You been doing it a lot. And every time I ask you what you’re thinking about, you say, ‘Nothing.’”

“Just thinking.”

“Three tours is enough,” Alders said.

Francesca got himself two slices of Oreo pie. Alders had ice cream. The conversations eddied and flowed around them, but none of the other soldiers talked to them. Everyone knew enough to leave them alone. The mess hall had a television that played the Armed Forces Network, a mix of live sports and shows like
House
. During the commercial breaks, the channel played military public-service announcements instead of the usual back-home ads. The announcements were targeted at rear-echelon administrative types at bases in Europe.
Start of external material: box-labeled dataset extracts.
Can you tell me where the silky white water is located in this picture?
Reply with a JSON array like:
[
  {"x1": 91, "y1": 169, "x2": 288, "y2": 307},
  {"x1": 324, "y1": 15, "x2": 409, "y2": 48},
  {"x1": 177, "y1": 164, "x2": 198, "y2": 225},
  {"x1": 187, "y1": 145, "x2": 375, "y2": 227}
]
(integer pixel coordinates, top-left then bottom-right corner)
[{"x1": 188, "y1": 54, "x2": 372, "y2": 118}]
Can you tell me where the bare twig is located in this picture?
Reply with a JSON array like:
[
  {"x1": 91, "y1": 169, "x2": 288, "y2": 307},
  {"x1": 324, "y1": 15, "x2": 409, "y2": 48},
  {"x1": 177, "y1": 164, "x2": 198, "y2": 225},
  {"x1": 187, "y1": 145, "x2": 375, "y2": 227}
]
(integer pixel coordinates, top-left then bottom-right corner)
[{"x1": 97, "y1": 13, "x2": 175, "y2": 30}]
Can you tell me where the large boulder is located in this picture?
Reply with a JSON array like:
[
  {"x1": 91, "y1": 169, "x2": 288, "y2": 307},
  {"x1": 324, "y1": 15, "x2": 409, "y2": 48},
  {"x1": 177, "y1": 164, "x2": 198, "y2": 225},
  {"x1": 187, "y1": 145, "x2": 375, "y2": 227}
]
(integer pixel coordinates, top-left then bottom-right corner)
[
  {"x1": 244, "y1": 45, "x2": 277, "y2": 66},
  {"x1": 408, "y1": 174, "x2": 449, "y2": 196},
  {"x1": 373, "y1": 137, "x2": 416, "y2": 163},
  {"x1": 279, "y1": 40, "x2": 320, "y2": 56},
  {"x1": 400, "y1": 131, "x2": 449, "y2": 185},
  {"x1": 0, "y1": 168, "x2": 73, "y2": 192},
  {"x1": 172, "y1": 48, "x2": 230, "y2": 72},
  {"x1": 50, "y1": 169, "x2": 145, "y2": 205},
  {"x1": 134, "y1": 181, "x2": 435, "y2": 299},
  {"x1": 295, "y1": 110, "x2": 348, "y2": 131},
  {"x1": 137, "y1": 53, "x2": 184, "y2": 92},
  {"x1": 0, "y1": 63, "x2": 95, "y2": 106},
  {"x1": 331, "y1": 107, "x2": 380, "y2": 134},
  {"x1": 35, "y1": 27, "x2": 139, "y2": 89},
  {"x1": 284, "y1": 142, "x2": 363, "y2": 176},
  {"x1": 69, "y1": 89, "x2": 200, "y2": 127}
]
Tips for dealing with sexual harassment, that kind of thing. They had less than nothing to do with the reality of the war over here. Lately, Francesca could hardly watch them. He wanted to shoot everyone in them, especially the whiny chicks who didn’t like being told their asses looked good.
What you just said to me makes me uncomfortable, Sergeant. I suggest— Oh—
Whomp. She doesn’t even get a hand up. Dead before she hits the floor. Two points.

Francesca felt that high-pitched laugh rising in his throat and stifled it. When had he started thinking about shooting his fellow soldiers? “I guess it is,” he said aloud.